Bestuursreglement Rechtbank Assen

Gelet op artikel 19, eerste lid, van de Wet op rechterlijke organisatie, heeft het gerechtsbestuur van de rechtbank Assen haar reglement bij besluit van 8 april 2005 gewijzigd vastgesteld, als volgt.

Hoofdstuk 1 Organisatie gerecht

Artikel 1.1 Onderdelen organisatie gerecht

De rechtbank Assen kent in ieder geval de volgende onderdelen:

a. de sector bestuursrecht; deze sector behandelt bestuursrechtelijke en vreemdelingenzaken;

b. de sector civiel recht; deze sector behandelt burgerlijke en familiezaken, niet zijnde kantonzaken, onteigeningszaken, landinrichtingszaken, zaken krachtens de Faillissementswet en zaken krachtens de Wet BOPZ;

c. de sector kanton; deze sector behandelt kantonzaken;

d. de sector strafrecht; deze sector behandelt strafzaken niet zijnde kantonzaken;

e. een bedrijfsbureau;

f. een stafdienst.

Artikel 1.2 Vorming en bezetting sectoren en kamers

1. Het bestuur stelt, onverminderd artikel 47, derde lid, van de Wet op de rechterlijke organisatie, jaarlijks de bezetting van de sectoren vast.
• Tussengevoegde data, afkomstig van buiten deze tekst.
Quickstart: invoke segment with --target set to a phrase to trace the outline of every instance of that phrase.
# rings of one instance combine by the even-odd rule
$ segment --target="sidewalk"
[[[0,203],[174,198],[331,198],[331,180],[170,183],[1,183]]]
Indien noodzakelijk kan het bestuur de vastgestelde bezetting tussentijds wijzigen.

2. Voor de behandeling van zaken in de sectoren bestuursrecht, civiel recht en strafrecht worden enkelvoudige en meervoudige kamers gevormd. Voor de behandeling van zaken in de sector kanton worden enkelvoudige kamers gevormd alsmede een meervoudige kamer voor de behandeling van pachtzaken.

Hoofdstuk 2 Bestuur

Artikel 2.1 Werkwijze bestuur

1. Het bestuur hanteert voor zijn werkwijze de uitgangspunten neergelegd in een vastgesteld bestuurs- en managementconcept (BMC) dat als bijlage aan dit reglement wordt gehecht.

2. Het bestuur komt in ieder geval bijeen:

a. Voor de vaststelling en wijziging van het bestuursreglement, bedoeld in artikel 19, eerste lid, van de Wet op de rechterlijke organisatie;

b. voor de vaststelling en wijziging van het klachtenreglement, bedoeld in artikel 26, eerste lid, van de Wet op de rechterlijke organisatie;

c. Voor de vaststelling van de jaarstukken, bedoeld in artikel 31, eerste lid, en artikel 35, eerste lid, van de Wet op de rechterlijke organisatie;

d. Op verzoek van de president, of

e. Op verzoek van ten minste twee leden van het bestuur.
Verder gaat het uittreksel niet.